2. Hashimoto Tiroiditis
Jika gondok disebabkan Hashimoto tiroiditis dan hipotiroid, maka akan diberikan suplemen hormon tiroid sebagai pil setiap hari. Perawatan ini akan mengembalikan tingkat hormon tiroid normal, tetapi biasanya tidak membuat gondok benar-benar hilang. Walaupun gondok juga bisa lebih kecil, kadang-kadang ada terlalu banyak bekas luka di kelenjar yang memungkinkan untuk mendapatkan gondok yang jauh lebih kecil. Namun, pengobatan hormon tiroid biasanya akan mencegah bertambah besar.
3. Hipertiroidisme
Jika gondok karena hipertiroidisme, perawatan akan tergantung pada penyebab hipertiroidisme. Untuk beberapa penyebab hipertiroidisme, perawatan dapat menyebabkan hilangnya gondok.

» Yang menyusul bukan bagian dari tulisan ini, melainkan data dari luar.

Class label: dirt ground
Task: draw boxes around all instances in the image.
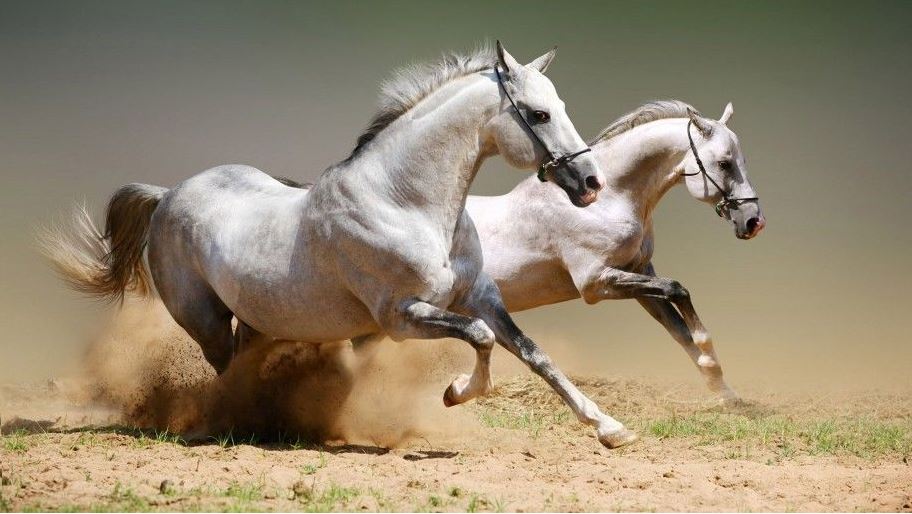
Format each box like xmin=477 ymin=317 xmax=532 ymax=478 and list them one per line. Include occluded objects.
xmin=0 ymin=304 xmax=912 ymax=512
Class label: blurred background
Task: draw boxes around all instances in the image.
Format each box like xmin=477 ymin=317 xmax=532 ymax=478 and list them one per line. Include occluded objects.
xmin=0 ymin=0 xmax=912 ymax=389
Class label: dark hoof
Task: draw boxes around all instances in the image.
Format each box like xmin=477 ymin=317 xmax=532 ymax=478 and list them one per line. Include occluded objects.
xmin=443 ymin=384 xmax=459 ymax=407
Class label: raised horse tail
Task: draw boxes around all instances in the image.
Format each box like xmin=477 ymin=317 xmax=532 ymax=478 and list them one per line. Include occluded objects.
xmin=39 ymin=184 xmax=168 ymax=301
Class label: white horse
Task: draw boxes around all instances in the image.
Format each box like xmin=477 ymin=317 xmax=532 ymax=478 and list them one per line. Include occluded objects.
xmin=48 ymin=43 xmax=635 ymax=447
xmin=466 ymin=101 xmax=766 ymax=402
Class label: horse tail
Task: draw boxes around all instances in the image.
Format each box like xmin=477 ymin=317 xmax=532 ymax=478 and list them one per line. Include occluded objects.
xmin=39 ymin=184 xmax=168 ymax=302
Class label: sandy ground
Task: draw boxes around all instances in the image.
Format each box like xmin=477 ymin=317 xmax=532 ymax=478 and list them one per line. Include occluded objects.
xmin=0 ymin=378 xmax=912 ymax=512
xmin=0 ymin=300 xmax=912 ymax=512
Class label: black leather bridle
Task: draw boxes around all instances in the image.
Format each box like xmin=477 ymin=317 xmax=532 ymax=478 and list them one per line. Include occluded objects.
xmin=682 ymin=120 xmax=759 ymax=219
xmin=494 ymin=66 xmax=592 ymax=182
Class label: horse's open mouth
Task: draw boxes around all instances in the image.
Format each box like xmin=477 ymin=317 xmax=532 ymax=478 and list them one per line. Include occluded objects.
xmin=563 ymin=188 xmax=598 ymax=207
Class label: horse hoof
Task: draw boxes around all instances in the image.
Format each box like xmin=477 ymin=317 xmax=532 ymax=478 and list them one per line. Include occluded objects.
xmin=443 ymin=384 xmax=459 ymax=407
xmin=599 ymin=428 xmax=640 ymax=450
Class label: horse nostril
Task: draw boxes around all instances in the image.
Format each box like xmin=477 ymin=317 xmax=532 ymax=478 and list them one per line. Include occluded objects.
xmin=747 ymin=218 xmax=760 ymax=234
xmin=586 ymin=175 xmax=602 ymax=191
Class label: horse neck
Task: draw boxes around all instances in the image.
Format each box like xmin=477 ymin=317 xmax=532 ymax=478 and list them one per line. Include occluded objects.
xmin=593 ymin=118 xmax=690 ymax=222
xmin=353 ymin=74 xmax=499 ymax=227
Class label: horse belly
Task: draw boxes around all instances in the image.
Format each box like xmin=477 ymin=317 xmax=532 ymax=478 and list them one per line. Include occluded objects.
xmin=485 ymin=254 xmax=579 ymax=312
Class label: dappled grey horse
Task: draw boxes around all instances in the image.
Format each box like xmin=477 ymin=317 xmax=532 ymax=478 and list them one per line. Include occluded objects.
xmin=46 ymin=43 xmax=635 ymax=447
xmin=466 ymin=101 xmax=766 ymax=402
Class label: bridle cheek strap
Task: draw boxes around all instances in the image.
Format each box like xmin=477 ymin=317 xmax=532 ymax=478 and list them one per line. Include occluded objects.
xmin=494 ymin=66 xmax=592 ymax=182
xmin=681 ymin=120 xmax=760 ymax=219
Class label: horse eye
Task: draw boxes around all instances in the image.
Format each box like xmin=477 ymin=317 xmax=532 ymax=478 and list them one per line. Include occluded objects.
xmin=532 ymin=111 xmax=551 ymax=123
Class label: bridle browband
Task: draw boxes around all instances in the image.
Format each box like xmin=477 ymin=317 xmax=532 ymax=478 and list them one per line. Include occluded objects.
xmin=681 ymin=120 xmax=760 ymax=219
xmin=494 ymin=65 xmax=592 ymax=182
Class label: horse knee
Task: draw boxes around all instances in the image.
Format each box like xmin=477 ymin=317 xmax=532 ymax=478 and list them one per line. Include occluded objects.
xmin=665 ymin=280 xmax=690 ymax=302
xmin=466 ymin=319 xmax=496 ymax=352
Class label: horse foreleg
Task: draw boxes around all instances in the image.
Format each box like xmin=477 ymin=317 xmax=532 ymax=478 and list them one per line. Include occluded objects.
xmin=637 ymin=297 xmax=738 ymax=403
xmin=466 ymin=275 xmax=637 ymax=448
xmin=387 ymin=300 xmax=494 ymax=407
xmin=583 ymin=264 xmax=738 ymax=402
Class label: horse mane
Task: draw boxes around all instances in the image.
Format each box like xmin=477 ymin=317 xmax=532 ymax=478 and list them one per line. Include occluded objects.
xmin=589 ymin=100 xmax=700 ymax=146
xmin=347 ymin=45 xmax=497 ymax=160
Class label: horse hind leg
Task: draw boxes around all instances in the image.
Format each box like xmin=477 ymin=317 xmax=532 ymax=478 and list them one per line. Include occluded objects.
xmin=162 ymin=282 xmax=235 ymax=375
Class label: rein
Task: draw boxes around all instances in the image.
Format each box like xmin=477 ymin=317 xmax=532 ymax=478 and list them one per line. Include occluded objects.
xmin=494 ymin=66 xmax=592 ymax=182
xmin=681 ymin=120 xmax=759 ymax=219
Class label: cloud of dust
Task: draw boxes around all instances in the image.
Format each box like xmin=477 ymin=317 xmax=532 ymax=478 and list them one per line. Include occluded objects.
xmin=83 ymin=302 xmax=476 ymax=447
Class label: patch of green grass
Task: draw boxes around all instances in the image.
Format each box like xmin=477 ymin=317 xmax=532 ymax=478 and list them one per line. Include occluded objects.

Misalnya, pengobatan penyakit Graves dengan yodium radioaktif biasanya menyebabkan penurunan atau hilangnya gondok.
Tujuan pengobatan hipertiroidisme adalah membatasi produksi hormon tiroid yang berlebihan dengan cara menekan produksi (obat antitiroid) atau merusak jaringan tiroid (yodium radioaktif, tiroidektomi subtotal).
4. Obat antitiroid
Indikasi :
1.    Terapi untuk memperpanjang remisi atau mendapatkan remisi yang menetap, pada pasien muda dengan struma ringan sampai sedang dan tirotoksikosis.
2.    Obat untuk mengontrol tirotoksikosis pada fase sebelum pengobatan, atau sesudah pengobatan pada pasien yang mendapat yodium aktif.

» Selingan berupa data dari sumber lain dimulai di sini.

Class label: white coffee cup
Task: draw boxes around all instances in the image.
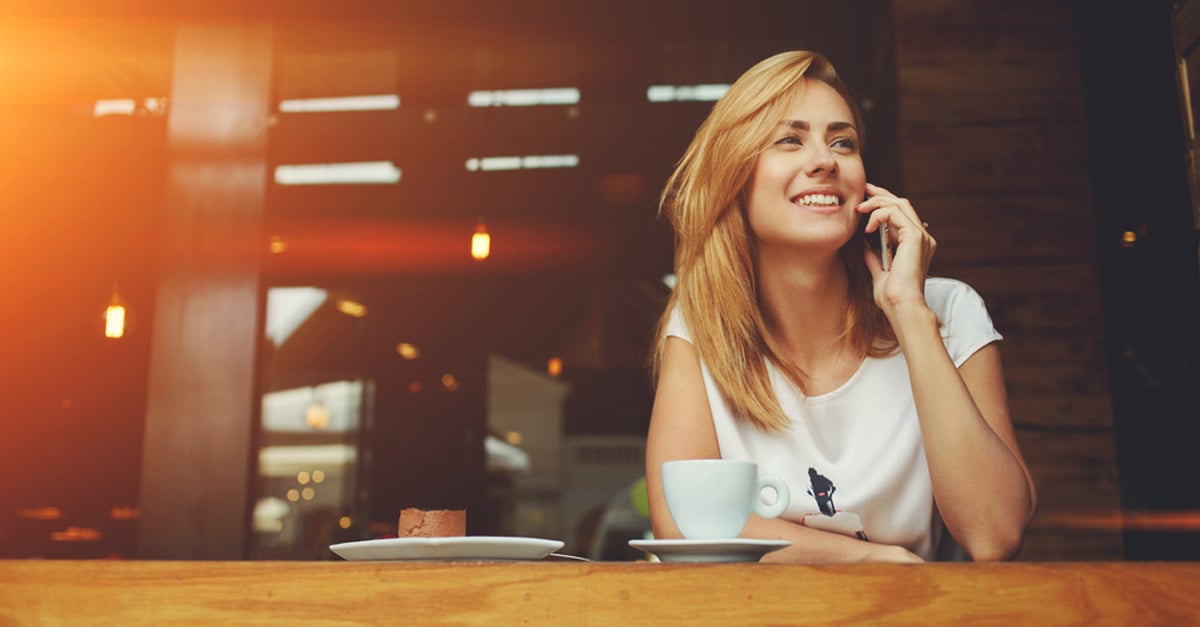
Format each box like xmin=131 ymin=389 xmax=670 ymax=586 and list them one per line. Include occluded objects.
xmin=662 ymin=459 xmax=791 ymax=539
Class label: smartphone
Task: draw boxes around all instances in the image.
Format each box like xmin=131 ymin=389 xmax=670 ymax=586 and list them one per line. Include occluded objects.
xmin=859 ymin=196 xmax=892 ymax=270
xmin=876 ymin=222 xmax=892 ymax=270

3.    Persiapan tiroidektomi
4.    Pengobatan pasien hamil dan orang lanjut usia
5.    Pasien dengan krisis tiroid
Obat antitiroid yang sering digunakan :
Karbimazol
30-60
5-20
Metimazol
30-60
5-20
Propiltourasil
300-600
5-200
5. Pengobatan dengan yodium radioaktif
Indikasi :
1.    Pasien umur 35 tahun atau lebih
2.    Hipertiroidisme yang kambuh
3.    Gagal mencapai remisi sesudah pemberian obat antitiroid
4.    Adenoma toksik, goiter multinodular toksik
5.    Operasi
Tiroidektomi subtotal efektif untuk mengatasi hipertiroidisme.
Indikasi :
1.    Pasien umur muda dengan struma besar serta tidak berespons terhadap obat antitiroid.

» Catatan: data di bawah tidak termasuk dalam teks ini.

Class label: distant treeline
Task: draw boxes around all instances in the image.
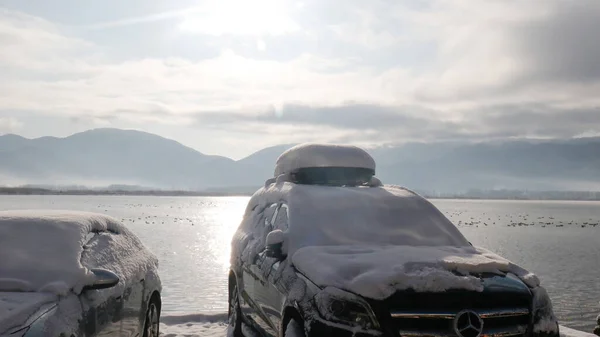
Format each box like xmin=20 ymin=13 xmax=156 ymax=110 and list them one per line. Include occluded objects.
xmin=0 ymin=187 xmax=600 ymax=201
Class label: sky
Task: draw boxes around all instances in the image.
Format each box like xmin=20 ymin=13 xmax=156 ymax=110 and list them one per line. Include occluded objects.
xmin=0 ymin=0 xmax=600 ymax=159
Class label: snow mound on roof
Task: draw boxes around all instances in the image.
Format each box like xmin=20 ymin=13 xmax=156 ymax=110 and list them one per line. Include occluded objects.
xmin=275 ymin=143 xmax=375 ymax=177
xmin=292 ymin=246 xmax=539 ymax=299
xmin=0 ymin=210 xmax=130 ymax=294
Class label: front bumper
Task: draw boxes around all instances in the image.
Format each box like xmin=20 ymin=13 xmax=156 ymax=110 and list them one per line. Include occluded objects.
xmin=307 ymin=318 xmax=560 ymax=337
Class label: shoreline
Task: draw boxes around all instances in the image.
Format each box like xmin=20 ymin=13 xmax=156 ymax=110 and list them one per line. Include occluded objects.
xmin=0 ymin=187 xmax=600 ymax=201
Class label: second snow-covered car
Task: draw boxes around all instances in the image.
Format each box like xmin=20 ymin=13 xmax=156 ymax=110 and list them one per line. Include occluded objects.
xmin=229 ymin=144 xmax=559 ymax=337
xmin=0 ymin=211 xmax=161 ymax=337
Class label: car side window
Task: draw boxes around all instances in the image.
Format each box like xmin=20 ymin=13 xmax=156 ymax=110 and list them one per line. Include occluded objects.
xmin=273 ymin=204 xmax=289 ymax=231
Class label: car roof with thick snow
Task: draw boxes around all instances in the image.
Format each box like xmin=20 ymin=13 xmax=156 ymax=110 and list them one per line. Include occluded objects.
xmin=0 ymin=210 xmax=152 ymax=292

2.    Pada wanita hamil (trimester kedua) yang memerlukan obat antitiroid dosis besar
3.    Alergi terhadap obat antitiroid, pasien tidak dapat menerima yodium radioaktif
4.    Adenoma toksik atau struma multinodular toksik
5.    Pada penyakit Graves yang berhubungan dengan satu atau lebih nodul
6. Multinodular
Banyak gondok, seperti gondok multinodular, terkait dengan tingkat normal hormon tiroid dalam darah. Gondok ini biasanya tidak memerlukan perawatan khusus setelah dibuat diagnosa yang tepat.